Shaking her head, Marina lifted the tray again and set it across the woman’s lap. “You cannot plan for everything, even with a seer aiding you. Now, you need to eat, to get your strength back.”
“Do not worry about me,” Leandra said. “I’ll be gone soon.”
Marina felt her stomach go hollow at that pronouncement. “You shouldn’t say that. We know healers in Portugal, terribly strong ones. One of them healed her husband’s tuberculosis. Surely she can help you.”
They
would
reach Portugal before Leandra became too ill. They’d had word from the Americans that a Portuguese ship would arrive tonight from the islands to take the former prisoners to the Golden City and from there to the islands if they wished. Consequently this would be a day of rest for them all, something they sorely needed, although the sooner they got away from the shores of Spain, the happier these women would be.
Leandra shook her head. “The more quickly this is done, the better. I don’t want my children to watch me linger on for months. Once I’ve made out my will and we’ve gotten them safely out of Spain, the Vilaró will take me elsewhere.”
Marina sat in the chair near the bed. “To die?”
Leandra gazed down at the food on the tray and began awkwardly cutting her sausage.
“Let me do that,” Marina said, gently pushing away the woman’s bandaged hand. She took the plate with the sausage, set it on the table, and began cutting the sausage into manageable pieces to put in
her soup. “You would be far more comfortable at the . . . at
our
house in the Golden City.

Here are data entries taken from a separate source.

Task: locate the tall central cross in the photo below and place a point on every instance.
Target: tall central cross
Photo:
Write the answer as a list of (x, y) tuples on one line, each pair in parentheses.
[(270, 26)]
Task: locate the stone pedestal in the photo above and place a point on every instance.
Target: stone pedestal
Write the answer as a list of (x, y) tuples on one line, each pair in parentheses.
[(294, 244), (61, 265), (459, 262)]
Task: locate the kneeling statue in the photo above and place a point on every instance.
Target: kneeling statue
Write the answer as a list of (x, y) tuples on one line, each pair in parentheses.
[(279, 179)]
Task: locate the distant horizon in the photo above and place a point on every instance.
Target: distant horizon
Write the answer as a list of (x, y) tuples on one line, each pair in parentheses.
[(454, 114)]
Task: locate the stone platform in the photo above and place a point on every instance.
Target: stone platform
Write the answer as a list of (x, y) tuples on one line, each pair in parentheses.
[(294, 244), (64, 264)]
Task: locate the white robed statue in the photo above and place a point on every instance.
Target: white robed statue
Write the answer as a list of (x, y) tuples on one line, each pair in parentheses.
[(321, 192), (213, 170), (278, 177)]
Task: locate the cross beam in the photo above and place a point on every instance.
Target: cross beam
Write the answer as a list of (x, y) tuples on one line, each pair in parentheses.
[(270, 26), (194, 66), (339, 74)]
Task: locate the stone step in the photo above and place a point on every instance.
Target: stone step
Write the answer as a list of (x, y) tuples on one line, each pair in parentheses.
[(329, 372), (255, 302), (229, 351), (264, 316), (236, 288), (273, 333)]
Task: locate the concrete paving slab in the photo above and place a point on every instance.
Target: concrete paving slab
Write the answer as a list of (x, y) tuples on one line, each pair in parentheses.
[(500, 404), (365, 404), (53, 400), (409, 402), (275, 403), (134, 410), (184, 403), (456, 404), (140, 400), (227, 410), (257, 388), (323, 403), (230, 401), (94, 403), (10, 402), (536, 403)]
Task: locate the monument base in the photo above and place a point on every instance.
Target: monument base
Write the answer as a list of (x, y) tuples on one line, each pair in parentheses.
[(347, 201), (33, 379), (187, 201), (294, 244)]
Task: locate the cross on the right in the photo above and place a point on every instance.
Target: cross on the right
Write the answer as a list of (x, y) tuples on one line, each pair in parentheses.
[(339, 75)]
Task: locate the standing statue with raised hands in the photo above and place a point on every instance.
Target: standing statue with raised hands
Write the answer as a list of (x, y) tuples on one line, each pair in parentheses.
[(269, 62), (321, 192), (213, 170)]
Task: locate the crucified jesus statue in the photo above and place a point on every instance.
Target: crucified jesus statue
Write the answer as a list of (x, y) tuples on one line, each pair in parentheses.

There’s no need for you to be alone.”
“No,” Leandra said. “I won’t stay in the same house as my children. I won’t risk infecting them, or everything we’ve worked for will be for naught.”
Marina passed the plate back to her and Leandra slid the sausage into her soup. “Then where will you go?”
A hint of a smile touched Leandra’s lips. “He says he will take me to a place where I won’t be sick any longer. I would never be able to return, but he claims I will be able to watch my children grow from a distance.”
Something about her expression struck Marina. “Do you love him?”
“The Vilaró? Yes, rather foolishly,” Leandra said, “as I don’t think it’s possible for him to love me. He doesn’t seem to possess that manner of sentiment. But he is very fond of me, and enjoys being adored. It makes him stronger.”
That sounded like a strange relationship, but she wasn’t going to criticize this woman’s choices, not after all Leandra had been through.
“What about William Adler?” Marina asked. Mr. Pinter had brought the news that Adler was still recuperating in the hospital, but was now expected to make a full recovery.
“William is, I’m afraid, the same young man he was when I met him a decade ago, whereas I am . . . a thousand years older. That is why I’ll be leaving Liliana in his aunt’s care rather than his, if she’ll accept. She would be a far better guardian for a capricious child such as Liliana.”